Minimal Complete Verifiable Example:

import xarray as xr
from dask.distributed import Client

client = Client()

ds = xr.open_dataset('http://thredds.northwestknowledge.net:8080/thredds/dodsC/agg_terraclimate_pet_1958_CurrentYear_GLOBE.nc',
                     engine='pydap', chunks={'lat': 1024, 'lon': 1024, 'time': 12}).load()

yields:

Killed worker on the client:

--------------------------------------------------------------------------- KilledWorker Traceback (most recent call last) in 4 client = Client() 5 ----> 6 ds = xr.open_dataset('http://thredds.northwestknowledge.net:8080/thredds/dodsC/agg_terraclimate_pet_1958_CurrentYear_GLOBE.nc', 7 engine='pydap', chunks={'lat': 1024, 'lon': 1024, 'time': 12}).load()

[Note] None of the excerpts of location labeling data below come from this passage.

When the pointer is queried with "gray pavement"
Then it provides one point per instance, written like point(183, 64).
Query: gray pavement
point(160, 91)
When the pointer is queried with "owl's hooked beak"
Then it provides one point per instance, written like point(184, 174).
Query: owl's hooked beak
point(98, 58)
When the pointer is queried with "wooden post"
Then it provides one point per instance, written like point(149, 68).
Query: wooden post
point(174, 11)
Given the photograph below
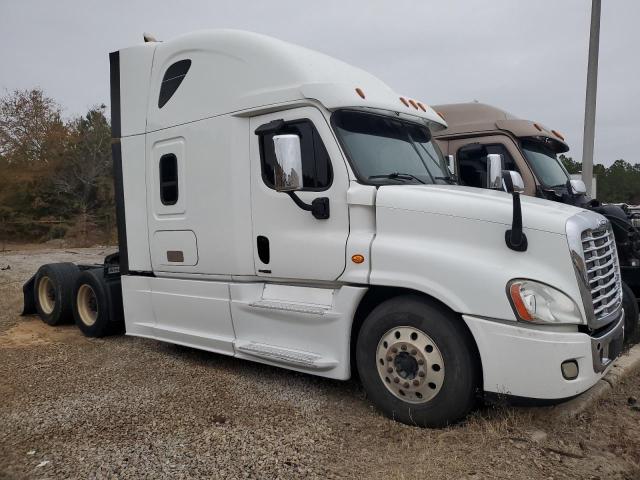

~/miniconda3/envs/carbonplan38/lib/python3.8/site-packages/xarray/core/dataset.py in load(self, **kwargs)
652
653 # evaluate all the dask arrays simultaneously
--> 654 evaluated_data = da.compute(*lazy_data.values(), **kwargs)
655
656 for k, data in zip(lazy_data, evaluated_data):

~/miniconda3/envs/carbonplan38/lib/python3.8/site-packages/dask/base.py in compute(*args, **kwargs)
435 keys = [x.dask_keys() for x in collections]
436 postcomputes = [x.dask_postcompute() for x in collections]
--> 437 results = schedule(dsk, keys, **kwargs)
438 return repack([f(r, *a) for r, (f, a) in zip(results, postcomputes)])
439

~/miniconda3/envs/carbonplan38/lib/python3.8/site-packages/distributed/client.py in get(self, dsk, keys, restrictions, loose_restrictions, resources, sync, asynchronous, direct, retries, priority, fifo_timeout, actors, **kwargs)
2594 should_rejoin = False
2595 try:
-> 2596 results = self.gather(packed, asynchronous=asynchronous, direct=direct)
2597 finally:
2598 for f in futures.values():

~/miniconda3/envs/carbonplan38/lib/python3.8/site-packages/distributed/client.py in gather(self, futures, errors, direct, asynchronous)
1886 else:
1887 local_worker = None
-> 1888 return self.sync(
1889 self._gather,
1890 futures,

~/miniconda3/envs/carbonplan38/lib/python3.8/site-packages/distributed/client.py in sync(self, func, asynchronous, callback_timeout, *args, **kwargs)
775 return future
776 else:
--> 777 return sync(
778 self.loop, func, *args, callback_timeout=callback_timeout, **kwargs
779 )

~/miniconda3/envs/carbonplan38/lib/python3.8/site-packages/distributed/utils.py in sync(loop, func, callback_timeout, *args, **kwargs)
346 if error[0]:
347 typ, exc, tb = error[0]
--> 348 raise exc.with_traceback(tb)
349 else:
350 return result[0]

~/miniconda3/envs/carbonplan38/lib/python3.8/site-packages/distributed/utils.py in f()
330 if callback_timeout is not None:
331 future = asyncio.wait_for(future, callback_timeout)
--> 332 result[0] = yield future
333 except Exception as exc:
334 error[0] = sys.exc_info()

~/miniconda3/envs/carbonplan38/lib/python3.8/site-packages/tornado/gen.py in run(self)
733
734 try:
--> 735 value = future.result()
736 except Exception:
737 exc_info = sys.exc_info()

~/miniconda3/envs/carbonplan38/lib/python3.8/site-packages/distributed/client.py in _gather(self, futures, errors, direct, local_worker)
1751 exc = CancelledError(key)
1752 else:
-> 1753 raise exception.with_traceback(traceback)
1754 raise exc
1755 if errors == "skip":

KilledWorker: ('open_dataset-54c87cd25bf4e9df37cb3030e6602974pet-d39db76f8636f3803611948183e52c13', <Worker 'tcp://127.0.0.1:57343', name: 0, memory: 0, processing: 1>)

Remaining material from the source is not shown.